Tabii, enflasyonun üstünde fiyat artışları ile enflasyonun altında ücret, maaş vb. artışlar “market”te buluşunca şu tablo çıkıyor ortaya:
Size gülümseyen bir deterjan mesela…
Hem onu üreten işçinin, dağıtan kamyoncunun, hem markette çalışan gencin reel ücretinden ve hayatından alıyor…
Hem de gelir artış oranı bu etiket zamlarına yetişemeyen tüketicinin cebinden, ömründen!

Bu durumda, aslında siz müttefiksiniz.
Tüketen ile çalışan…
Hasta ile devlet hastanesinde köleleştirilen doktor ve sağlık çalışanı…
Sipariş veren ile kurye…
Tükenen siz ile tüketilen işçi…
Sizin hayatınız ile onların hayatı!
Aslında, şirket için saldırtılan polis ile hakkını ararken saldırılan işçi de.

Öylesiniz.
İş bunu fark etmenize kalıyor!
Market zincirinin kadim sloganı gibi, bunu bilmek “Size iyi gelecek!”
Kadim mesele de bu zaten:
Fark etmeyesiniz diye, renkten renge giriyor devlet, iktidarlar ve sermaye!

Not: Söylemeden geçemeyeceğim: Bulunduğum şehirde, yaşadığım ilçede, bu markette 28,85 TL olan 10’lu organik yumurtanın, aynı sokaktaki eski mandırada 22 TL’ye satıldığını eklemek de isterim! Sadece çalışan ve tüketici değil, üretici ve tavuk da ikisiyle müttefik aslında!


Umur Talu Kimdir?

Galatasaray Lisesi ve Boğaziçi Üniversitesi Ekonomi Bölümü mezunu olan Talu, genç yaşında Günaydın, Güneş, Cumhuriyet, Milliyet ve Hürriyet gazetelerinde önemli görevlerde bulundu.

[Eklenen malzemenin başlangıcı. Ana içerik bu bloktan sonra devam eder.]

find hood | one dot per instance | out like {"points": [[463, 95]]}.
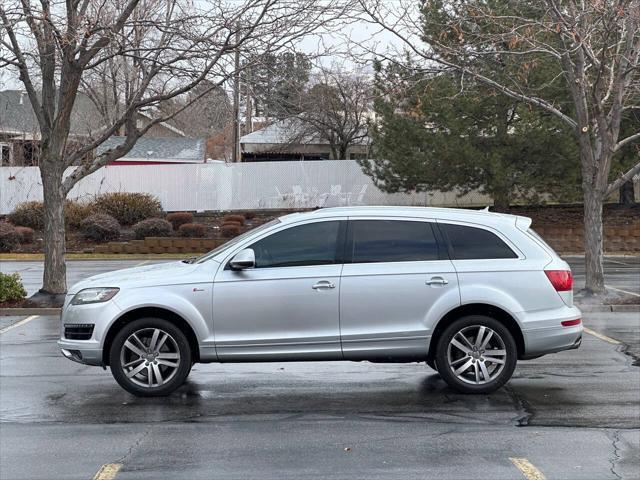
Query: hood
{"points": [[143, 276]]}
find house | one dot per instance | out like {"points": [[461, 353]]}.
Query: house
{"points": [[154, 151], [289, 140], [20, 133]]}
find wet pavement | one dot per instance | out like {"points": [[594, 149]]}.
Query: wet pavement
{"points": [[574, 415]]}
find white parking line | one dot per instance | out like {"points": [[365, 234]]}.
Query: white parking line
{"points": [[623, 291], [18, 324], [599, 335]]}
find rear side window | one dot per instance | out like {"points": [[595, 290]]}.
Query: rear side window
{"points": [[470, 243], [392, 241], [309, 244]]}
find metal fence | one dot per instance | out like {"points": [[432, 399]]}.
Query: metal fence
{"points": [[240, 186]]}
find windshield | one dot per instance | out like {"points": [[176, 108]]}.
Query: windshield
{"points": [[234, 241]]}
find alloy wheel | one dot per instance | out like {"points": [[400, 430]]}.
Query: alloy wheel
{"points": [[150, 357], [476, 354]]}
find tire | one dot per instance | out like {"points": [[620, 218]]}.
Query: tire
{"points": [[158, 372], [467, 371]]}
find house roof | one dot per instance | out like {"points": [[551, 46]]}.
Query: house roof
{"points": [[169, 149], [283, 132], [290, 131], [17, 117]]}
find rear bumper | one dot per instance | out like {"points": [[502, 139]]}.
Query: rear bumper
{"points": [[543, 332]]}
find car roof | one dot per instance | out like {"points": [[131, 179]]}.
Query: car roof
{"points": [[484, 217]]}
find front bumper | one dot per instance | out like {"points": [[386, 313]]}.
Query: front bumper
{"points": [[101, 315]]}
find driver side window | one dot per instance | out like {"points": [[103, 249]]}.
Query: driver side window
{"points": [[309, 244]]}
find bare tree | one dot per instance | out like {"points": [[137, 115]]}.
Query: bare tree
{"points": [[143, 52], [595, 46], [335, 109]]}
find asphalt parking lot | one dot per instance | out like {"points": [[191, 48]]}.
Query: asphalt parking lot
{"points": [[573, 415]]}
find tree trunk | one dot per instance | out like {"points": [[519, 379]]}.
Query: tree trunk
{"points": [[55, 271], [593, 241], [627, 193], [501, 201]]}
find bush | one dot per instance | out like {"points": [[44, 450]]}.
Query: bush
{"points": [[228, 230], [152, 227], [31, 214], [229, 222], [179, 218], [25, 234], [75, 213], [233, 218], [195, 230], [11, 288], [28, 214], [100, 227], [9, 238], [128, 208]]}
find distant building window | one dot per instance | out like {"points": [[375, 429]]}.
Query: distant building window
{"points": [[5, 154]]}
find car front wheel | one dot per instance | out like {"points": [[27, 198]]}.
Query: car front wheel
{"points": [[476, 354], [150, 357]]}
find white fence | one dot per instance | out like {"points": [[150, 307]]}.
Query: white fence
{"points": [[220, 186]]}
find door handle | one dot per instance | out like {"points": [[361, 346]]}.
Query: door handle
{"points": [[323, 284]]}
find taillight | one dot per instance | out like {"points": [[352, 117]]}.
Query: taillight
{"points": [[562, 280], [571, 323]]}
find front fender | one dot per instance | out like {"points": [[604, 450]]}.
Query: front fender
{"points": [[191, 304]]}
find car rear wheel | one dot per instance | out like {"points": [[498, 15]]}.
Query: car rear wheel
{"points": [[476, 354], [150, 357]]}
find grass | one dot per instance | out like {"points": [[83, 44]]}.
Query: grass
{"points": [[100, 256]]}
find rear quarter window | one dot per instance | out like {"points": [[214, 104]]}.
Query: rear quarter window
{"points": [[471, 243]]}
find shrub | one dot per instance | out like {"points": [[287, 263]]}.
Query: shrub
{"points": [[152, 227], [100, 227], [25, 234], [192, 230], [228, 230], [9, 238], [128, 208], [179, 218], [28, 214], [31, 214], [233, 218], [230, 222], [11, 288], [75, 213]]}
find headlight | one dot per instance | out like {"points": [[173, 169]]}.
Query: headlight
{"points": [[94, 295]]}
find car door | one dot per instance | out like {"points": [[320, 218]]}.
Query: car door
{"points": [[287, 306], [397, 282]]}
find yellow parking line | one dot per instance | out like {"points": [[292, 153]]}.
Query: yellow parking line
{"points": [[610, 340], [17, 324], [108, 471], [623, 291], [529, 471]]}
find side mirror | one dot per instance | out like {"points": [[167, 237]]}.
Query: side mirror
{"points": [[243, 259]]}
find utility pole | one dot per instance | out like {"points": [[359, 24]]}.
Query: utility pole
{"points": [[235, 155]]}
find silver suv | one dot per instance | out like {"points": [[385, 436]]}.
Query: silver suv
{"points": [[467, 292]]}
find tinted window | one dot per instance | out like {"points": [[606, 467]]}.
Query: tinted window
{"points": [[475, 243], [392, 241], [310, 244]]}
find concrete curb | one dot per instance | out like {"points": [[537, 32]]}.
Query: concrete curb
{"points": [[608, 308], [18, 312]]}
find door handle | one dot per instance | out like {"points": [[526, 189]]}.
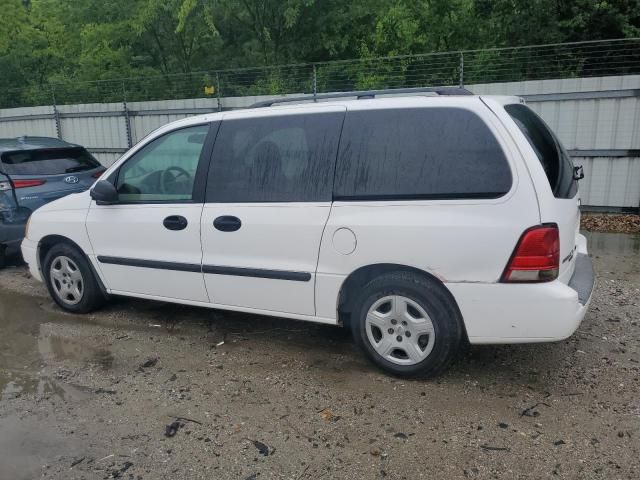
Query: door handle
{"points": [[175, 222], [227, 223]]}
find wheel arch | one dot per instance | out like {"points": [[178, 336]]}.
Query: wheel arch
{"points": [[361, 276], [48, 241]]}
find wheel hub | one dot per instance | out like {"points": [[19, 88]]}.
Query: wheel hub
{"points": [[66, 280], [400, 330]]}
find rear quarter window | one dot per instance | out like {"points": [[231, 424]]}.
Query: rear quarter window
{"points": [[555, 161], [419, 153], [48, 162]]}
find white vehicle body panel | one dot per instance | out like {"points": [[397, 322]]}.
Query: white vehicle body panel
{"points": [[137, 232], [280, 237]]}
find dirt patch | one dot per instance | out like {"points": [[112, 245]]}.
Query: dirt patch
{"points": [[160, 391], [610, 223]]}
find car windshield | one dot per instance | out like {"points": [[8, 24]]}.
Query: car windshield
{"points": [[48, 162]]}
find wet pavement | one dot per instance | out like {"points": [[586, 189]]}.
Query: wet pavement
{"points": [[255, 397]]}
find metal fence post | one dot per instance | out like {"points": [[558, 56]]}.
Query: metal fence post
{"points": [[218, 92], [315, 82], [56, 114], [127, 120]]}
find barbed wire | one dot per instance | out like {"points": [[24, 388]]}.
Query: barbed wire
{"points": [[465, 67]]}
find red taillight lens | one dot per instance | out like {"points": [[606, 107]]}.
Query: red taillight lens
{"points": [[27, 183], [536, 257]]}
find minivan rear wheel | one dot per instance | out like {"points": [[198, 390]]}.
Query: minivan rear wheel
{"points": [[407, 324], [70, 280]]}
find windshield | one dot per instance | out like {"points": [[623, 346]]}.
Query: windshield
{"points": [[48, 162]]}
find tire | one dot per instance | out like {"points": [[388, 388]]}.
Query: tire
{"points": [[407, 324], [70, 279]]}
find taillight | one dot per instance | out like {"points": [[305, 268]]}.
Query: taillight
{"points": [[536, 257], [27, 183]]}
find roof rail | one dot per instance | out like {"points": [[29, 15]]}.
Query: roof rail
{"points": [[364, 94]]}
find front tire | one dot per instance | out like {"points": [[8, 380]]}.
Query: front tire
{"points": [[407, 324], [70, 280]]}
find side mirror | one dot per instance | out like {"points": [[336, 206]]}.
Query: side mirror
{"points": [[104, 193]]}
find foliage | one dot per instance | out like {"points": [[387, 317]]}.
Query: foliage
{"points": [[70, 44]]}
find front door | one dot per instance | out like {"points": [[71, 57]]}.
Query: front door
{"points": [[268, 200], [148, 244]]}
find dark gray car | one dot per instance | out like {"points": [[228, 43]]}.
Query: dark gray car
{"points": [[35, 171]]}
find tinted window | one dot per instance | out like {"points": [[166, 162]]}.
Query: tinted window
{"points": [[287, 158], [554, 159], [164, 169], [48, 162], [419, 153]]}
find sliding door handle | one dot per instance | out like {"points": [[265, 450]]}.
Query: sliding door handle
{"points": [[175, 222], [227, 223]]}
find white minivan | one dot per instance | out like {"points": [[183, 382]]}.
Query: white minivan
{"points": [[419, 222]]}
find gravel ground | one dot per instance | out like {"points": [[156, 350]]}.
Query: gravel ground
{"points": [[247, 397], [611, 223]]}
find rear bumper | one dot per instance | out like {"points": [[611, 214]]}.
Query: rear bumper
{"points": [[30, 256], [526, 313]]}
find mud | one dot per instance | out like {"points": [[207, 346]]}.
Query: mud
{"points": [[256, 397]]}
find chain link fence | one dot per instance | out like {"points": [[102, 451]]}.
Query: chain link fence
{"points": [[538, 62]]}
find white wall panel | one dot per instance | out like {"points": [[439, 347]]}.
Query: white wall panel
{"points": [[586, 124]]}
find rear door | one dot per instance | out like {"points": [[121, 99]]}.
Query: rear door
{"points": [[560, 202], [148, 244], [43, 175], [268, 199]]}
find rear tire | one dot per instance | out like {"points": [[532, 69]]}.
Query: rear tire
{"points": [[407, 324], [70, 280]]}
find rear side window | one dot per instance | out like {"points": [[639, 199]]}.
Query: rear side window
{"points": [[428, 153], [289, 158], [48, 162], [553, 157]]}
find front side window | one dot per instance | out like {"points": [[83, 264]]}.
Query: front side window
{"points": [[552, 156], [287, 158], [419, 153], [164, 169], [55, 161]]}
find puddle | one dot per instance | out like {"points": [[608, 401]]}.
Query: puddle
{"points": [[615, 254], [28, 444], [28, 344]]}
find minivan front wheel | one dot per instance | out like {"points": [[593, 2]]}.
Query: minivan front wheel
{"points": [[407, 324], [70, 280]]}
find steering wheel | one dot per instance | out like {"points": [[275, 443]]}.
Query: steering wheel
{"points": [[168, 177]]}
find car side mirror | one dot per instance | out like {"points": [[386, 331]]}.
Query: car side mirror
{"points": [[104, 193]]}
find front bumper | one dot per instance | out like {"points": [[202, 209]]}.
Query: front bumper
{"points": [[30, 255], [526, 313], [11, 234]]}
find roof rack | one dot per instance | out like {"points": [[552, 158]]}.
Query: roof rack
{"points": [[364, 94]]}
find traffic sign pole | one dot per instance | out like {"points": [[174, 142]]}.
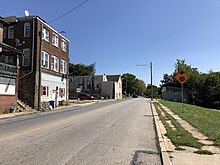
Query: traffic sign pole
{"points": [[182, 98], [182, 77]]}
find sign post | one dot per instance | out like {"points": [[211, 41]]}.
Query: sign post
{"points": [[182, 77]]}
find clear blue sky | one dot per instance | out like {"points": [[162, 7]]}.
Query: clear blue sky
{"points": [[119, 34]]}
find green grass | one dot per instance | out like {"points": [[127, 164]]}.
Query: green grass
{"points": [[205, 120], [179, 137]]}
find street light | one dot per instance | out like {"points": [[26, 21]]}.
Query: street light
{"points": [[150, 77]]}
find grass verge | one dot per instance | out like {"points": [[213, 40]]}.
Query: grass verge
{"points": [[179, 137], [205, 120]]}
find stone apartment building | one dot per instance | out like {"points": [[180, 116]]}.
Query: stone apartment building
{"points": [[9, 72], [106, 85], [44, 64]]}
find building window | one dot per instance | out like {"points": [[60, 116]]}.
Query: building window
{"points": [[45, 60], [26, 57], [62, 92], [10, 32], [55, 40], [27, 30], [9, 60], [45, 90], [63, 45], [46, 35], [54, 63], [4, 32], [63, 66]]}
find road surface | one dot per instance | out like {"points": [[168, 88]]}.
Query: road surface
{"points": [[119, 132]]}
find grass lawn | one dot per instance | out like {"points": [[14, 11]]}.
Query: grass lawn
{"points": [[179, 136], [205, 120]]}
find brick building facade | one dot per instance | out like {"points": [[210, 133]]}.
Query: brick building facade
{"points": [[9, 73], [43, 66]]}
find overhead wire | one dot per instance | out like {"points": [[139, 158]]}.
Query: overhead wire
{"points": [[74, 8]]}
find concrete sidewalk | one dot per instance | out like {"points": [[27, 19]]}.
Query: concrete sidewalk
{"points": [[170, 156]]}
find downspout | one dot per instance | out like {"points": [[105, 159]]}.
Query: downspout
{"points": [[33, 44]]}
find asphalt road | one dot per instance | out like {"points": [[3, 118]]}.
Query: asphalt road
{"points": [[119, 132]]}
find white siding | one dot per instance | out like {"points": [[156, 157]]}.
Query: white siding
{"points": [[52, 82]]}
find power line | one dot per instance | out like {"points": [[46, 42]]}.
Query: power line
{"points": [[69, 11]]}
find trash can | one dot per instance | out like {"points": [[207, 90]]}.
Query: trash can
{"points": [[52, 104]]}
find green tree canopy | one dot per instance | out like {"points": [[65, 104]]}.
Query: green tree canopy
{"points": [[204, 88], [81, 69]]}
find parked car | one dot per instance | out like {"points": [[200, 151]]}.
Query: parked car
{"points": [[97, 97], [135, 96], [85, 96]]}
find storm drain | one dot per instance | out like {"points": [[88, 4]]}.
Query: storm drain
{"points": [[144, 157]]}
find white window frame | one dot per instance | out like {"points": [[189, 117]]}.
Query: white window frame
{"points": [[63, 66], [4, 32], [62, 92], [26, 56], [27, 30], [55, 40], [55, 63], [64, 45], [46, 34], [46, 90], [45, 59], [10, 32]]}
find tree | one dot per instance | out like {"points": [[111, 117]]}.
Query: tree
{"points": [[204, 88], [81, 69]]}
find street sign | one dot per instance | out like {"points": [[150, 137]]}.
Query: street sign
{"points": [[78, 90], [182, 77]]}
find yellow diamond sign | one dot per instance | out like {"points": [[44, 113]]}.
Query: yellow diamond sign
{"points": [[182, 77]]}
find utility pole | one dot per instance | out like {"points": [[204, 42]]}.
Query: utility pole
{"points": [[151, 80], [39, 69]]}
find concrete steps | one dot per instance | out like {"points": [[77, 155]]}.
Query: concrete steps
{"points": [[23, 107]]}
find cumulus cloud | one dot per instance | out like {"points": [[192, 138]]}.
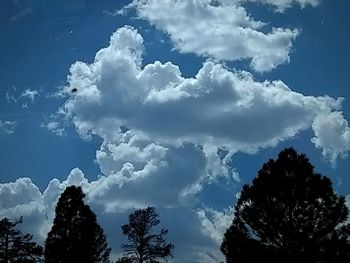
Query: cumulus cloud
{"points": [[54, 127], [217, 107], [332, 135], [7, 126], [165, 137], [23, 198], [222, 30], [29, 94], [214, 223], [281, 5]]}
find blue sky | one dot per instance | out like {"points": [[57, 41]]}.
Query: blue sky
{"points": [[235, 82]]}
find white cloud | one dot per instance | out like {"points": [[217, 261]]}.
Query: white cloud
{"points": [[54, 127], [23, 198], [214, 223], [8, 126], [223, 31], [30, 94], [281, 5], [217, 107], [332, 135]]}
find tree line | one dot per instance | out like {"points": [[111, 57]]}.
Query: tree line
{"points": [[289, 213]]}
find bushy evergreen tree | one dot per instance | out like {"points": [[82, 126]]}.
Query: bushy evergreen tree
{"points": [[288, 214], [76, 235]]}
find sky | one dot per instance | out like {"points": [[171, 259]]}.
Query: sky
{"points": [[174, 104]]}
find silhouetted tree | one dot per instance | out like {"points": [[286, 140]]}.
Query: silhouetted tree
{"points": [[123, 260], [76, 235], [16, 247], [144, 245], [288, 214]]}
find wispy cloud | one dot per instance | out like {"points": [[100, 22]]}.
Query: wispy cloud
{"points": [[8, 126], [30, 94], [222, 30]]}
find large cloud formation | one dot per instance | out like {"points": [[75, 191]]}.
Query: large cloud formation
{"points": [[222, 30], [166, 137], [218, 107]]}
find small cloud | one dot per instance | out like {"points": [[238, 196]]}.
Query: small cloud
{"points": [[29, 94], [54, 127], [25, 105], [10, 98], [7, 126]]}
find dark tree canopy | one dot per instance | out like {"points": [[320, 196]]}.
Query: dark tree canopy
{"points": [[16, 247], [288, 214], [76, 235], [144, 245]]}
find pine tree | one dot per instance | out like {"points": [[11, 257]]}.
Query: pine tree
{"points": [[16, 247], [144, 245], [76, 235], [288, 214]]}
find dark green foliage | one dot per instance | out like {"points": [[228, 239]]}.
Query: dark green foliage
{"points": [[16, 247], [123, 260], [288, 214], [144, 246], [76, 235]]}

Milliyet Gazetesi’nde Genel Yayın Yönetmenliği yaptı. Milliyet, Star, Sabah ve Habertürk gazetelerinde yıllarca köşe yazıları yazdı. 1996’da Türkiye Gazeteciler Cemiyeti’nin (TGC) Türkiye Basın Özgürlüğü ödülünü aldı. 1998 ve 2000 yıllarında TGC Yönetim Kurulu’na seçildi, 2001 yılında TGC Başkan Yardımcısı oldu. 2004 ve 2005 yıllarında yılın köşe yazarı seçildi.